Kamis, 07 Juni 2012

Wamen dan Pejabat Karier


Wamen dan Pejabat Karier
Agun Gunandjar Sudarsa ; Ketua Komisi II DPR,
Mantan Ketua Pansus RUU Kementerian Negara
SUMBER :  SUARA KARYA, 7 Juni 2012


Mahkamah Konstitusi (MK) membatalkan penjelasan Pasal 10 UU Nomor 39 Tahun 2008 tentang Kementerian Negara (KN) dengan alasan bertentangan dengan UUD 1945. Artinya, UU-nya konstitusional, jabatan wamen konstitusional, hanya saja pengangkatannya yang inkonstitusional. Ini akibat dari penjelasan, yang menurut MK, bertentangan secara konstitusional karena wamen itu disebut dengan jabatan karier, yang diterjemahkan dengan jabatan struktural dan fungsional.

Ketika dilakukan pembahasan RUU KN, sebetulnya naskah aslinya tak ada penjelasan terkait hal itu. Namun, ketika ada pertanyaan tentang posisi wamen, pemerintah diwakili Menko Perekonomian Hatta Rajasa menyebutkan bahwa wamen itu merupakan pejabat karier dari dalam dan bukan anggota kabinet. Pansus Kementerian Negara pun merumuskannya dalam penjelasan. Namun, MK berpandangan, seharusnya hal itu dianggap sebagai norma, bukan penjelasan sehingga patut dibatalkan.

Yang pasti, konsekuensi dari pembatalan itu, cita-cita Pansus Kementerian Negara yang menginginkan struktur pemerintahan sederhana, ramping dan efektif makin jauh. Semula Pansus ingin membatasi agar jabatan-jabatan itu tidak diisi oleh orang-orang "bebas" dari mana pun. Posisi itu seharusnya diisi oleh aparatur birokrasi PNS yang kompeten. Namun, ternyata terjadi kesalahan penerapan pengangkatannya.

Bagaimanapun, PNS harus diberi peluang agar tidak hanya berhenti sampai di eselon I, tetapi juga bisa menggapai disebutkan pejabat karier. Karena itu, wamen menjadi jabatan karier dan bukan anggota kabinet. Wamen adalah pejabat negara yang bertugas membantu para menteri, tapi bukan anggota kabinet.
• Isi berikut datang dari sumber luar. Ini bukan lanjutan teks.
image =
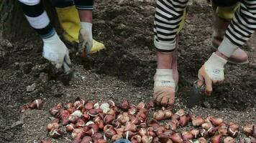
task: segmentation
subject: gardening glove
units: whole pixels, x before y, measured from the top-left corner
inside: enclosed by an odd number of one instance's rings
[[[213,53],[198,71],[198,86],[206,85],[205,93],[211,95],[212,84],[221,82],[224,79],[224,66],[227,61]]]
[[[92,24],[88,22],[81,22],[79,31],[78,54],[88,54],[93,46],[93,35],[91,31]]]
[[[158,105],[173,108],[176,87],[173,77],[173,69],[157,69],[154,82],[155,102]]]
[[[68,49],[55,33],[52,36],[42,39],[44,46],[42,56],[49,60],[57,69],[63,66],[65,72],[70,71],[71,65]]]

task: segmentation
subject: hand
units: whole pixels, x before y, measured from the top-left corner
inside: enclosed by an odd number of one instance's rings
[[[65,72],[68,72],[71,61],[68,48],[55,34],[52,37],[43,39],[42,56],[49,60],[57,69],[63,66]]]
[[[222,82],[224,79],[224,66],[227,60],[213,53],[198,71],[198,87],[206,85],[205,93],[211,95],[212,84]]]
[[[78,54],[80,55],[88,54],[93,46],[93,36],[91,32],[92,24],[88,22],[81,22],[79,31]]]

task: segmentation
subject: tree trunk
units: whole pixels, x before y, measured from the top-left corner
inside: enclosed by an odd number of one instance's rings
[[[57,19],[54,9],[49,1],[44,5],[51,19]],[[55,23],[52,20],[52,23]],[[35,31],[29,26],[17,0],[0,0],[0,39],[14,39],[22,37]],[[21,37],[21,38],[22,38]]]

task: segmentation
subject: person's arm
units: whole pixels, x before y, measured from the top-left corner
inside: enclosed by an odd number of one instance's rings
[[[256,29],[256,1],[244,0],[226,31],[218,50],[198,71],[200,87],[206,84],[206,94],[211,94],[212,84],[224,79],[224,66],[237,47],[243,45]]]
[[[93,0],[74,0],[75,6],[78,10],[81,21],[79,31],[78,53],[83,56],[90,53],[93,46],[92,21]]]
[[[43,41],[43,56],[56,68],[63,66],[65,72],[69,72],[68,50],[60,39],[52,27],[40,0],[19,0],[22,9],[30,26],[35,29]]]
[[[229,57],[237,48],[248,41],[256,30],[256,1],[244,0],[229,26],[218,51]]]

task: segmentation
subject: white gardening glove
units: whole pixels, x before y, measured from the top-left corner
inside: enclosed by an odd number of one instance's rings
[[[175,99],[175,83],[173,69],[157,69],[154,77],[154,101],[161,106],[173,108]]]
[[[206,85],[205,92],[207,95],[210,95],[212,92],[212,84],[224,81],[224,66],[227,62],[226,59],[213,53],[199,69],[198,85]]]
[[[49,60],[57,69],[63,66],[65,72],[70,71],[71,61],[68,49],[55,33],[52,36],[42,39],[44,42],[42,56]]]
[[[93,46],[92,24],[88,22],[81,22],[79,31],[78,54],[87,55],[90,53]]]

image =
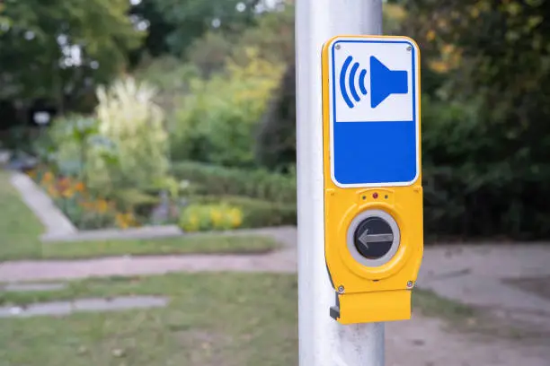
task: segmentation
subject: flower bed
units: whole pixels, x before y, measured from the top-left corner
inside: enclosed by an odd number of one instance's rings
[[[78,229],[126,229],[144,223],[131,208],[122,208],[115,200],[92,193],[75,178],[56,176],[45,169],[27,173]]]

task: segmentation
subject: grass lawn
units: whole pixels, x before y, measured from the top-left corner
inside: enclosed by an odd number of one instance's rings
[[[271,238],[217,234],[155,240],[41,244],[43,227],[0,170],[0,261],[84,258],[120,255],[262,253],[279,248]],[[1,363],[0,363],[1,366]]]
[[[0,292],[0,303],[116,295],[165,295],[165,309],[0,319],[0,365],[296,365],[294,274],[171,274],[77,281],[57,292]],[[413,292],[415,310],[471,315]]]
[[[0,319],[0,365],[296,365],[296,292],[290,274],[188,274],[75,283],[39,296],[165,294],[172,301],[166,309]]]

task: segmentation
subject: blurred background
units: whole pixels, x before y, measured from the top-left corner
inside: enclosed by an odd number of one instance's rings
[[[297,364],[294,3],[0,2],[0,365]],[[388,364],[550,365],[548,17],[384,3],[427,244]]]

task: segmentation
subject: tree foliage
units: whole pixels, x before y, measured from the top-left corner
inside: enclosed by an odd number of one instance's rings
[[[239,32],[255,20],[258,0],[146,0],[132,13],[150,24],[145,48],[153,56],[188,55],[190,45],[208,30]]]
[[[124,69],[140,32],[127,0],[5,0],[0,20],[0,99],[63,106]],[[24,66],[22,66],[24,65]]]

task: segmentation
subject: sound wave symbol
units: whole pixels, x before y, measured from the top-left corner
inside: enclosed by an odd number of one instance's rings
[[[348,68],[350,68],[350,65],[351,64],[352,61],[353,61],[353,57],[351,56],[349,56],[348,58],[346,58],[346,60],[344,61],[344,64],[342,67],[342,72],[340,73],[340,91],[342,92],[342,96],[344,99],[344,101],[350,108],[353,108],[355,106],[353,105],[353,102],[351,101],[351,100],[350,99],[350,96],[348,95],[348,91],[346,88],[346,74],[348,73]],[[361,99],[359,98],[359,95],[357,92],[357,89],[355,87],[355,78],[356,78],[357,71],[359,67],[359,62],[356,62],[355,64],[353,64],[353,66],[351,67],[351,71],[350,72],[350,77],[348,78],[350,92],[351,93],[351,96],[357,102],[359,102],[361,100]],[[365,88],[366,77],[367,77],[367,70],[363,69],[361,70],[359,75],[359,86],[363,95],[367,95],[367,88]]]

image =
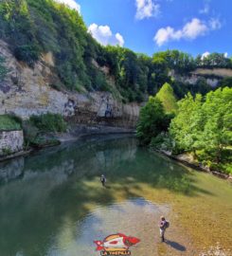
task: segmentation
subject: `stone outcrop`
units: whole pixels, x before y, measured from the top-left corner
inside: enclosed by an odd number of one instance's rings
[[[51,53],[44,54],[34,68],[18,62],[3,41],[0,55],[9,71],[0,82],[0,115],[13,113],[27,119],[50,112],[78,123],[134,127],[139,114],[136,103],[123,104],[109,92],[80,94],[55,89],[52,84],[61,84],[61,81],[52,71]]]
[[[232,69],[228,68],[197,68],[188,75],[178,75],[174,70],[170,71],[170,76],[176,81],[196,84],[200,79],[204,79],[211,87],[216,87],[220,81],[226,77],[232,77]]]
[[[23,131],[0,131],[0,155],[23,150]]]

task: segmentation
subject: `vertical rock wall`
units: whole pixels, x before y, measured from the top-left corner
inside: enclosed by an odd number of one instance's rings
[[[0,131],[0,155],[23,150],[23,131]]]

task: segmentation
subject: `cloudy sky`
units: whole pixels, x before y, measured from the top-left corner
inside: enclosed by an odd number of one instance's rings
[[[102,45],[152,55],[180,49],[232,55],[232,0],[57,0],[78,9]]]

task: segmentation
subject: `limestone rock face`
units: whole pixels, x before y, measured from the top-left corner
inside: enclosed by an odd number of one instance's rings
[[[44,54],[34,68],[18,62],[3,41],[0,41],[0,55],[9,70],[0,82],[0,115],[13,113],[27,119],[32,115],[50,112],[67,119],[73,117],[74,121],[81,123],[135,125],[138,104],[123,104],[109,92],[80,94],[54,89],[51,84],[61,81],[52,72],[55,63],[51,53]]]
[[[0,155],[23,150],[23,131],[0,131]]]
[[[74,114],[68,94],[49,85],[52,76],[45,63],[37,63],[33,69],[29,68],[17,62],[2,41],[0,54],[5,58],[9,70],[7,78],[0,82],[0,115],[14,113],[27,119],[46,112],[63,116]]]

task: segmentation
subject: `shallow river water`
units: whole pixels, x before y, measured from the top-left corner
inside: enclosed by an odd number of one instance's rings
[[[134,137],[45,149],[1,163],[0,179],[1,256],[98,256],[94,241],[118,232],[140,239],[134,256],[202,255],[211,247],[232,255],[232,186]],[[160,215],[170,222],[165,243]]]

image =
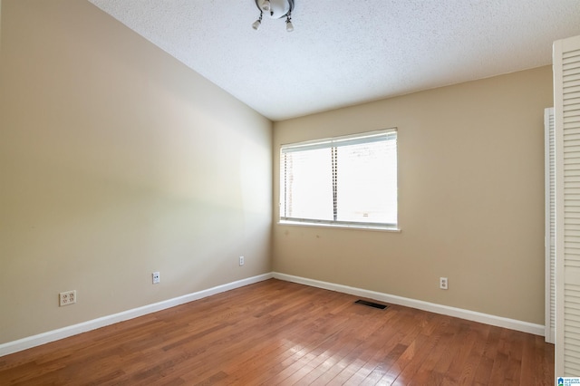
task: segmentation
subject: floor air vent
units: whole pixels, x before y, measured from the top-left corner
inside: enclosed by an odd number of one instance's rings
[[[367,302],[366,300],[362,300],[362,299],[359,299],[354,303],[359,304],[362,304],[362,305],[368,305],[369,307],[378,308],[380,310],[384,310],[385,308],[387,308],[387,306],[384,305],[384,304],[379,304],[378,303]]]

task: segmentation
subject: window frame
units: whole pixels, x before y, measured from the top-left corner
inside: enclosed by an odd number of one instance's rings
[[[395,223],[376,223],[376,222],[363,222],[363,221],[343,221],[343,220],[324,220],[324,219],[310,219],[310,218],[295,218],[295,217],[283,217],[283,207],[285,206],[285,189],[283,188],[284,182],[285,180],[285,173],[283,171],[283,161],[284,161],[284,153],[290,151],[296,151],[300,149],[333,149],[335,148],[333,146],[334,143],[343,143],[348,144],[355,144],[355,143],[370,143],[373,141],[377,141],[376,138],[393,134],[394,140],[394,140],[395,142],[395,159],[396,159],[396,169],[395,169],[395,182],[396,182],[396,198],[395,198],[395,205],[396,205],[396,216],[395,216]],[[337,136],[331,138],[324,138],[319,140],[312,140],[301,142],[282,144],[279,148],[278,152],[278,161],[279,161],[279,179],[278,179],[278,187],[279,187],[279,194],[278,194],[278,225],[289,225],[289,226],[303,226],[303,227],[337,227],[337,228],[354,228],[354,229],[364,229],[364,230],[379,230],[379,231],[391,231],[391,232],[400,232],[400,221],[399,221],[399,143],[398,143],[398,129],[396,127],[373,130],[373,131],[366,131],[356,134],[350,134],[344,136]],[[374,138],[375,140],[372,140]],[[341,146],[341,145],[339,145]]]

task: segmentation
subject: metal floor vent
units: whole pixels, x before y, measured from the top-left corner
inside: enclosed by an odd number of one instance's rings
[[[387,306],[384,304],[379,304],[378,303],[373,303],[373,302],[367,302],[366,300],[362,300],[362,299],[359,299],[354,303],[357,303],[362,305],[368,305],[369,307],[379,308],[380,310],[384,310],[385,308],[387,308]]]

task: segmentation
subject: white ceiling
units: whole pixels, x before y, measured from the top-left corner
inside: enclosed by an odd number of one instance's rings
[[[580,0],[89,0],[273,121],[552,63]]]

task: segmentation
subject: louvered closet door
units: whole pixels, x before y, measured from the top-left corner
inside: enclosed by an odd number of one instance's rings
[[[554,108],[544,111],[546,147],[546,331],[548,343],[556,332],[556,144]]]
[[[580,36],[554,43],[556,376],[580,376]]]

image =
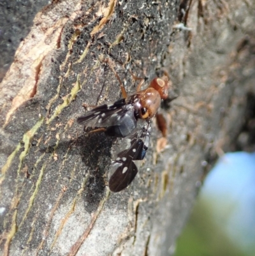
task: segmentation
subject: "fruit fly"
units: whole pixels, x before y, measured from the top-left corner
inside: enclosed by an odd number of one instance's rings
[[[102,131],[109,136],[127,137],[130,146],[117,154],[113,162],[118,165],[109,180],[111,191],[118,192],[126,188],[138,172],[135,160],[144,158],[148,149],[151,121],[157,114],[161,102],[168,94],[168,79],[155,78],[147,89],[141,90],[144,80],[139,83],[136,93],[127,96],[118,75],[109,64],[118,79],[122,91],[121,100],[112,105],[102,105],[77,119],[78,123]]]

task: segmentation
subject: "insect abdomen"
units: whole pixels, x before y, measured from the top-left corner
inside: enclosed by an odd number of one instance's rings
[[[105,133],[108,136],[125,137],[136,128],[136,124],[137,121],[134,116],[133,111],[129,110],[122,117],[120,123],[106,127]]]

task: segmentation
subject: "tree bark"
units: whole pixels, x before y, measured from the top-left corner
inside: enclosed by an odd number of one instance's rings
[[[255,94],[255,4],[231,2],[73,0],[36,14],[0,86],[1,255],[173,253]],[[166,146],[154,125],[138,176],[116,193],[107,183],[118,140],[75,121],[83,103],[120,96],[106,58],[129,94],[129,69],[148,81],[166,71],[178,94],[161,110]]]

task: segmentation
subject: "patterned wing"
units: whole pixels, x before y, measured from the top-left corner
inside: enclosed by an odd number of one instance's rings
[[[116,124],[130,110],[131,104],[121,99],[113,105],[102,105],[77,119],[77,123],[89,127],[108,127]]]
[[[130,147],[118,154],[114,165],[117,164],[119,166],[109,180],[111,191],[119,192],[126,188],[134,179],[138,172],[134,161],[142,160],[145,156],[150,130],[150,123],[148,123],[142,130],[131,136]]]

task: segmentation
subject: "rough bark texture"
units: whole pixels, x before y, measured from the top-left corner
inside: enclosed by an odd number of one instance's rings
[[[205,171],[232,148],[254,98],[255,4],[229,2],[62,1],[37,13],[0,86],[1,255],[173,253]],[[155,125],[118,193],[107,186],[117,140],[75,122],[82,103],[120,97],[106,57],[129,93],[129,68],[148,80],[164,69],[179,95],[162,110],[167,146]]]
Maksudnya, supaya manajemen kementerian lebih efektif hingga perlu diangkat orang dari dalam. Yakni, pejabat karier yang secara sederhana adalah PNS yang menggapai karier puncak, seperti sekjen atau dirjen. Wamen bertanggung jawab kepada menteri, khususnya dalam urusan internal. Wamen tidak membuat kebijakan dan hanya menjalankan kebijakan-kebijakan menteri. Ia tidak bisa menandatangani surat-menyurat.

Dengan pembatalan itu, sekarang orang dari luar birokrasi -- termasuk politikus -- bisa leluasa masuk kementerian. Padahal, pengangkatan wamen sejak awal semangatnya untuk tidak mengakomodasi orang-orang dari luar birokrasi guna menghindari intervensi, menghindari rangkap jabatan partai sehingga tidak lupa mengurus rakyat. Untuk itulah, wamen diangkat dari pejabat karier (PNS termasuk pensiunan), bukan dari jabatan karier (dosen, peneliti dan lain-lain).

Dengan adanya putusan MK, secara hukum, kedudukan wamen sudah gugur. Tetapi, secara administratif bisa tetap bekerja sebagaimana mestinya sambil menunggu keppres yang baru.

Putusan MK tidak tepat, tapi harus dihargai karena mungkin MK menerjemahkan wamen dari jabatan karier, yakni PNS semua. Padahal putusan Pansus RUU KN, wamen dari pejabat karier dan bukan jabatan karier. Apabila dalam hal terdapat beban kerja yang memerlukan penanganan secara khusus, presiden bisa mengangkat wamen. Jadi, jabatan wamen tidak struktur permanen, tergantung beban kerja yang memerlukan job analysis. Tak mungkin wamen dari jabatan karier membawahkan dirjen-dirjen yang pangkatnya lebih tinggi. Bukankah kalau orang yang ditunjuk jadi wamen pangkatnya lebih rendah dan hanya dosen, nanti bisa arogan?